According to the sentencing guidelines available through the Hennepin County court system, the murder charges carry an average sentence of 12.5 years in prison for first-time offenders, and Chauvin has no existing criminal record. The judge noted that he would sentence Chauvin on the charge that carried the longest jail term and Chauvin would serve jail time for each of his crimes concurrently.
The second-degree murder charge carries a maximum sentence of 40 years in prison.
Chauvin’s defense team is likely to file an appeal of the jury’s verdict. On Monday, after both sides had finished their closing arguments, Chauvin’s defense attorney, Eric Nelson, raised the prospect of a mistrial. Judge Cahill struck down Nelson’s motion but admitted that certain public figures who commented on the case, including Rep. Maxine Waters (R-CA), opened an avenue for the defense on appeal.
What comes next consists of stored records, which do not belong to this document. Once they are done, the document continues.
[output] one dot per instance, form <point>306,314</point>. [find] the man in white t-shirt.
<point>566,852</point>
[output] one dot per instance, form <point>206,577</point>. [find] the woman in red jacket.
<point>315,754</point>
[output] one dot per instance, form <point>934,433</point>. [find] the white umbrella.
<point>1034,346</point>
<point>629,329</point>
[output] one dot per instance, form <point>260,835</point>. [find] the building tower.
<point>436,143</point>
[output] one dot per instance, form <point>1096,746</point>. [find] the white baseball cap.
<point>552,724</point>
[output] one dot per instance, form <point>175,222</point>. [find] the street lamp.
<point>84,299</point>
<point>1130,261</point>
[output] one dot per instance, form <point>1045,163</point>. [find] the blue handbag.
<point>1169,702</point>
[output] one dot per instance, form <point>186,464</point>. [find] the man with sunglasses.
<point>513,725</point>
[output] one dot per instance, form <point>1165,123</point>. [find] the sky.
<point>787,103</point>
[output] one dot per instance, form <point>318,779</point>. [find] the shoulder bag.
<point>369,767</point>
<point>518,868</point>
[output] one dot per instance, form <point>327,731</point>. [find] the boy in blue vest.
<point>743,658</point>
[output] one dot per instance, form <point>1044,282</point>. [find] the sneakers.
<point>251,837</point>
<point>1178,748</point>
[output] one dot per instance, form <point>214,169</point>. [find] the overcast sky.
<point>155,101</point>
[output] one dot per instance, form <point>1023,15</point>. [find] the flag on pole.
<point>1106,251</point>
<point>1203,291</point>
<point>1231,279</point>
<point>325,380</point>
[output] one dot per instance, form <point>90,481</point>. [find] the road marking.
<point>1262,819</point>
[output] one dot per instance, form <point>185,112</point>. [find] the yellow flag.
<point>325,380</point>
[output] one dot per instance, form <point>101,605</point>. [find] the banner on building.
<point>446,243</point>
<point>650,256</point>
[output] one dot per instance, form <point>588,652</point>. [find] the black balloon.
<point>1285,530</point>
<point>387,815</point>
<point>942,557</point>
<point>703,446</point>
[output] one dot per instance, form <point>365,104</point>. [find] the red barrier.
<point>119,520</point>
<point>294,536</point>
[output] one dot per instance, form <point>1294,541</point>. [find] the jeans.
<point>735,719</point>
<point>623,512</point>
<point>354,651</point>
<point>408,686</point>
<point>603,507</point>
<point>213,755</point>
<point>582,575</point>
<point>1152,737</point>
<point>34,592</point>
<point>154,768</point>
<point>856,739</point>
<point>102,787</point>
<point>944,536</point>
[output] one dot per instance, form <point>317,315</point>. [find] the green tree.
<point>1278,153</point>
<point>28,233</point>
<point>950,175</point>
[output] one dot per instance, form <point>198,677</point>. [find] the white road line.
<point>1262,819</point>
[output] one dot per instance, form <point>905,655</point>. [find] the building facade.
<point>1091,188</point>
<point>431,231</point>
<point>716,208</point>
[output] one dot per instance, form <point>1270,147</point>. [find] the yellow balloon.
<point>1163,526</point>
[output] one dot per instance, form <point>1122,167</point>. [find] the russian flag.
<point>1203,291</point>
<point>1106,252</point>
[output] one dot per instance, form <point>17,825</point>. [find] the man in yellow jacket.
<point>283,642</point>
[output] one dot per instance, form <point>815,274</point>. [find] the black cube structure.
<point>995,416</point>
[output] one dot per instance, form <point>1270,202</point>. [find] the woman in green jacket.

“I just don’t know how this jury can really be… that they are free from the taint of this,” Nelson said in his final plea. “Now that we have U.S. representatives threatening acts in relation to this specific case. It’s mind-boggling.”
“Well, to be fair, the last few times I advised [the jury], I told them not to watch the news, pure and simple,” Cahill said, answering Nelson’s concerns.
Public figures also weighed in following the Chauvin verdict. Speaker of the House Nancy Pelosi (D-CA) addressed the conviction at a press conference with a baffling statement.
“So again, thank you, George Floyd, for sacrificing your life for justice, for being there to call out to your mom,” Pelosi said. “How heartbreaking was that, call out for your mom, I can’t breathe, but because of you and because of thousands, millions of people around the world who came out for justice, your name will always be synonymous with justice.”